FARGO – The founder of North Dakota’s first off-track betting business remained upbeat Friday after she was convicted of running an illegal gambling parlor.

Jurors in federal court found Susan Bala guilty on 12 felony counts, but the Racing Services owner said she had no regrets about going to trial instead of negotiating a plea.

“The case isn’t over,” a smiling Bala said as she left the courtroom.

Later, she told reporters that she had dealt with the deaths of her parents and serious illness in her family.

“There’s many things in life that come to you that you have to stand up to. And in my heart, I still feel good, and I’m at peace with myself,” she said. “That’s been the most important thing to me. This is one of these things that comes up that you have to deal with, and that’s what I’m going to do.”


Bala and her company, Racing Services, were convicted of conducting an illegal gambling business, conspiracy to conduct an illegal gambling business, illegal wire transfer and nine counts of money laundering.

Jurors deliberated for about six hours.

Bala’s attorney, Mark Beauchene, said after the verdict that the parties in the case were told by U.S. District Judge Ralph Erickson not to talk to the media. But Bala told reporters outside the courthouse that she “still feels we did the right thing by coming to this trial.”

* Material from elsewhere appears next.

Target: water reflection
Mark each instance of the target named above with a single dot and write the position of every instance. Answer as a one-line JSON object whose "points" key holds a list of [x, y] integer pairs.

Tamara Sedlacek, Bala’s sister, said she was shocked at the verdict but said her sister feels good about sticking to her convictions.

“She’s very strong,” Sedlacek said.

U.S. Attorney Drew Wrigley said he would not comment until after a hearing Monday to determine whether Bala must forfeit property and money. The government is asking for $99 million, the amount of money investigators said was bet at the illegal Fargo parlor from October 2002 to April 2003.

Each of the nine money laundering charges carries a maximum charge of 20 years in prison. The other three counts have a combined maximum penalty of 12 years in prison.

Racing Services was the first company licensed to provide broadcast signals from out-of-state horse races to betting parlors in North Dakota, but it was not licensed to run its own betting parlor, authorities said.

Bala, 50, of Fargo, helped start the company in 1989 and later became its sole owner. Her trial began Jan. 18.

She spent two days testifying in her own defense, contending state racing rules were vague and that her employees did not keep her informed about problems at the Fargo site. She also said she thought the site was being used for Internet gambling, which would not require payment of state taxes. More about Agen Poker Online

Boyfriend turns

Racing Services was run by Bala and her former boyfriend, Raymundo Diaz Jr., 39, who was its vice president. An hour before her trial started, he pleaded guilty to charges of conspiring to conduct an illegal business and illegal wire transfers and agreed to testify against Bala.

The state has charged Racing Services, Bala, Diaz and Diaz’ company, Global Contact Inc., with one count each of illegal gambling. Attorney General Wayne Stenehjem said Friday he would continue with that case.

“We are not going to dismiss them in light of this verdict,” Stenehjem said.

Last month, Racing Services was one of five off-track betting sites named in an 88-count federal indictment in New York. It alleged the sites were part of an illegal gambling ring that processed more than $200 million in bets over four years. Seventeen defendants, including an alleged member of the Gambino crime family, have pleaded not guilty in the New York case.